Around 3 am I woke up with some mild discomfort in my lower back, but I couldn’t tell what it was yet so I tried a shower and laid back down. Then 5:30 hit and I was like, “Nope, things are happening.” I woke up my husband, who had just gone to bed because he works nights, to let him know that I was in labor. I called Willow to let them know what was happening and texted Latisa. I propped myself up with pillows on all fours and breathed through my early contractions. Around 9, Emily, from Willow, called to check on me and told me to head on to Banner Ironwood. Ironwood is one of the few hospitals in the valley that give privileges to midwives.
I did the usual check-in and my family settled in to our room, which was huge by the way in comparison to the first room I birthed in. I declined being hooked up to an IV and opted for a Hep lock instead and told hospital staff that I was not consenting to cervix checks. Emily and Latisa sprinkled orange essential oils on the bed and pillows, turned up the thermostat to warm up the room and turned down the lights while I got undressed because I wanted to be totally free. They rubbed my feet and my legs and gave me counter-pressure in my hips and back as Phil watched Sophie and fielded calls from our out-of-state mothers.
My best friend LaQoia arrived and things really picked up. And, when I tell you I labored all over that ward, I mean I labored in every position and place available. On all fours in bed and then with the peanut ball and the squat bar. On the birthing stool. In the tub with Sophie. On the toilet. Walking and squatting through contractions in the hall. LaQoia even slow danced me around the room. They fed me turkey sandwiches and orange slices between contractions. Part way through Emily switched places with Roxanne but I’m not sure how far in. Ultimately I gave birth down on one knee, gripping my friend for stability in the shower as Roxanne caught my little one. Phil and Sophie watched on from the doorway. May 21st, 7:58 pm.

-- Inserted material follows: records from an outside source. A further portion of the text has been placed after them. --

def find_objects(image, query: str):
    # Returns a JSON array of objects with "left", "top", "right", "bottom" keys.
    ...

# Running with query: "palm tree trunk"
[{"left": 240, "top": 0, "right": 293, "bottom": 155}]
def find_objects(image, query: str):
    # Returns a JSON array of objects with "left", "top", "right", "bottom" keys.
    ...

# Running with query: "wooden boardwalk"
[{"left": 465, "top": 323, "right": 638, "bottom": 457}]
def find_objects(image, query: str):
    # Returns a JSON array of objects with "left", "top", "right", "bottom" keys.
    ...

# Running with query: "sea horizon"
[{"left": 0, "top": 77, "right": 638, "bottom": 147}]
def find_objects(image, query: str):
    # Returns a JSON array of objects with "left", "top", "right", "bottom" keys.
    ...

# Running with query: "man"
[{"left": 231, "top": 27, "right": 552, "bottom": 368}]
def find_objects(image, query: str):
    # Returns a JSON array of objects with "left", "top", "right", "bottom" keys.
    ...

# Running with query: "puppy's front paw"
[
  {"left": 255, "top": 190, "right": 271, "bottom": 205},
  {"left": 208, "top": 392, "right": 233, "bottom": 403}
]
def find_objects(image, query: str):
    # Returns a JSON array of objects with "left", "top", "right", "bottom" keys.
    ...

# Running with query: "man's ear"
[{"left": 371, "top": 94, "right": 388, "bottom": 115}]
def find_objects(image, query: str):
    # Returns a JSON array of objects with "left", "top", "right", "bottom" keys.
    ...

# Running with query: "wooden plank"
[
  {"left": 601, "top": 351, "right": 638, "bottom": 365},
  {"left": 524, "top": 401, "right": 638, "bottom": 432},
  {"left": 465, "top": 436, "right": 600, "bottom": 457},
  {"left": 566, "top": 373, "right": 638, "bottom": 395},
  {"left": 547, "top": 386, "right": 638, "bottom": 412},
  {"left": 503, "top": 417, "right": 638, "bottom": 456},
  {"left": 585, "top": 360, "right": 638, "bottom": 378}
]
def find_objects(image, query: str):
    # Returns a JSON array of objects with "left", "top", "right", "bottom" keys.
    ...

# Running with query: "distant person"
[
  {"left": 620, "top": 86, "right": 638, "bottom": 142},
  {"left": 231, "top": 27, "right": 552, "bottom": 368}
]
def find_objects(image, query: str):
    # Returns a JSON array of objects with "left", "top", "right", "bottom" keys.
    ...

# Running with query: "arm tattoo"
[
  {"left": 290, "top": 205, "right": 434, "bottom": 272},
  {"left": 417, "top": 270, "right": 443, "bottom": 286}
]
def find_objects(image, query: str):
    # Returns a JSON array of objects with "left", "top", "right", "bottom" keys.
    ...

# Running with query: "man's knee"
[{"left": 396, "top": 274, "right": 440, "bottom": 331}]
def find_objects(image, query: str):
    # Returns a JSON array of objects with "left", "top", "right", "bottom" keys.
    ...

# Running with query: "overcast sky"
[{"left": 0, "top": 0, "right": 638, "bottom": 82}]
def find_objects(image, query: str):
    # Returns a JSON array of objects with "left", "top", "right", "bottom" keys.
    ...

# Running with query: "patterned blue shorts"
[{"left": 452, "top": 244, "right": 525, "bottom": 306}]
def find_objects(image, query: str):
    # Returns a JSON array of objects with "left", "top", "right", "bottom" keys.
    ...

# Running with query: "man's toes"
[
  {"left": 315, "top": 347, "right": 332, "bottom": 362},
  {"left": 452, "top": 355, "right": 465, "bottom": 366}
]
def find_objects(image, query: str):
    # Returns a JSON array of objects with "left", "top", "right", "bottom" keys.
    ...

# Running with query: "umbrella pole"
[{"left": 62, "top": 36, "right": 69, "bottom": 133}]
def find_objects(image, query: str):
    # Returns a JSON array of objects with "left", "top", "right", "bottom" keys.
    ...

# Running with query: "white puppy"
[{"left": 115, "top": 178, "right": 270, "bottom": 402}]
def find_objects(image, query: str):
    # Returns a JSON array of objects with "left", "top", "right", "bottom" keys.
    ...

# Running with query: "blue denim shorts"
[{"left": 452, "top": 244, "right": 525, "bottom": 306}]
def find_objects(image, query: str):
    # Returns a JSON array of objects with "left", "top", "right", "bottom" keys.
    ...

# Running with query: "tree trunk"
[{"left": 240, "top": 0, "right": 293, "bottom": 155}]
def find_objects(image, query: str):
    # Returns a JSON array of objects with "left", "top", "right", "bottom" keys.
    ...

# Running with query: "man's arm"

After a minute or two I waddled to the bed to birth the placenta and get shot of Pitocin in the leg to stop my bleeding. While checking for tearing, Roxanne found that I had a pretty bad one because my previous perineal scar had keloided. I ended up having to go back to the OR about an hour later to have a surgeon stitch me up. And at some point I realized that my entire birthing team was Black aside from Emily. My doula, midwife, bff, surgeon and even my anesthesiologist. Unheard of. Especially in Arizona and of all places Queen Creek (the whitest of the white spaces). I. Was. Gagged. I was grateful and amazed. In my wildest dreams, I hadn’t imagined that this could happen, but happened for me.
Two days later we were able to go home, happy and healthy all around. I had gotten everything I wanted out of my birthing experience which could be summed up into one word. Freedom. Freedom to move, eat, make noise, make my own choices without judgment, to have family present, to dance, to take up space and not feel rushed. I birthed surrounded by love and without fear.